Speech-based detection of cognitive impairment (CI) offers a promising non-invasive approach for early diagnosis, yet performance disparities across demographic and clinical subgroups remain underexplored, raising concerns around fairness and generalizability. This study presents a systematic bias analysis of acoustic-based CI and depression classification using the DementiaBank Pitt Corpus. We compare traditional acoustic features (MFCCs, eGeMAPS) with contextualized speech embeddings from Wav2Vec 2.0 (W2V2), and evaluate classification performance across gender, age, and depression-status subgroups. For CI detection, higher-layer W2V2 embeddings outperform baseline features (UAR up to 80.6\%), but exhibit performance disparities; specifically, females and younger participants demonstrate lower discriminative power (\(AUC\): 0.769 and 0.746, respectively) and substantial specificity disparities (\(Δ_{spec}\) up to 18\% and 15\%, respectively), leading to a higher risk of misclassifications than their counterparts. These disparities reflect representational biases, defined as systematic differences in model performance across demographic or clinical subgroups.
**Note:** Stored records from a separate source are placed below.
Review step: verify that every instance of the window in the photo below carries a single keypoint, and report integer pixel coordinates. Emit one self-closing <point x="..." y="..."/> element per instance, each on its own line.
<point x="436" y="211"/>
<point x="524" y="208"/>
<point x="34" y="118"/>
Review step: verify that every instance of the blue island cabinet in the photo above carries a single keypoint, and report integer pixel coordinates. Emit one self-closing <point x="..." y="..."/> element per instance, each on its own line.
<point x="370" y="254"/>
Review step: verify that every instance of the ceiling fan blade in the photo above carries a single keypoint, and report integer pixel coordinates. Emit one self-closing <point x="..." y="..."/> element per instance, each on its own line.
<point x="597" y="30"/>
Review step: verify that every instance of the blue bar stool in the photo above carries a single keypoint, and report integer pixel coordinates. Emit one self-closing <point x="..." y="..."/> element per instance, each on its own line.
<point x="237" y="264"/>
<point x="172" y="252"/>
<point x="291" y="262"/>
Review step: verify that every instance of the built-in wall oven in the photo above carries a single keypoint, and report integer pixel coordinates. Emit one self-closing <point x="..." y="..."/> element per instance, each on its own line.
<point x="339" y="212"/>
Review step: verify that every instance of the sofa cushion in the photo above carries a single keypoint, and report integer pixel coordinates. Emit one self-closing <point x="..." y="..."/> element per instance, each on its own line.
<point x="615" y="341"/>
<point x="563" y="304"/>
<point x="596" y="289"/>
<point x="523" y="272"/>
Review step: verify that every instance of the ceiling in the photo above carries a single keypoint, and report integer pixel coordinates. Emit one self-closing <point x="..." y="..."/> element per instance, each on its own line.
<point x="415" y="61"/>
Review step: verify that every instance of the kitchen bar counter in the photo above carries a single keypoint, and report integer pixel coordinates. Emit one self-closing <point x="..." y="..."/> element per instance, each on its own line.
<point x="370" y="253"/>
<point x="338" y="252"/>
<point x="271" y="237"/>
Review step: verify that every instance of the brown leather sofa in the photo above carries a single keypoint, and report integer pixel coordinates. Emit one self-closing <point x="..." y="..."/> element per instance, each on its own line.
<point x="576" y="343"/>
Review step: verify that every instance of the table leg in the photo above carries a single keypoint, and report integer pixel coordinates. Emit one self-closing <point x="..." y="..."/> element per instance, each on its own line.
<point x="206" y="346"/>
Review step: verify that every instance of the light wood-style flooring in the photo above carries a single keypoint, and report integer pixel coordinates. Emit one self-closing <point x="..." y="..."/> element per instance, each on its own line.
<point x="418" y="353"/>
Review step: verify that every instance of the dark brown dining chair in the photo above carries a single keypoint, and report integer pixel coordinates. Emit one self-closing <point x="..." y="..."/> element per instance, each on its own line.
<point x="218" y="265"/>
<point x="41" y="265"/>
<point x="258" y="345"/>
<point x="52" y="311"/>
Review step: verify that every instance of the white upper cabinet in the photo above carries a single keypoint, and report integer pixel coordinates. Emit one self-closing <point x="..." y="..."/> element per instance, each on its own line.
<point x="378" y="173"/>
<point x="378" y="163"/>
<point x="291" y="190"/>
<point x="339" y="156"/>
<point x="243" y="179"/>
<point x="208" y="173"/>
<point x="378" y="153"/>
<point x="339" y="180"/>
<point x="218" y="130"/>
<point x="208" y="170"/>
Depression detection within CI subjects yields lower overall performance, with mild improvements from low and mid-level W2V2 layers. Cross-task generalization between CI and depression classification is limited, indicating that each task depends on distinct representations. These findings emphasize the need for fairness-aware model evaluation and subgroup-specific analysis in clinical speech applications, particularly in light of demographic and clinical heterogeneity in real-world applications.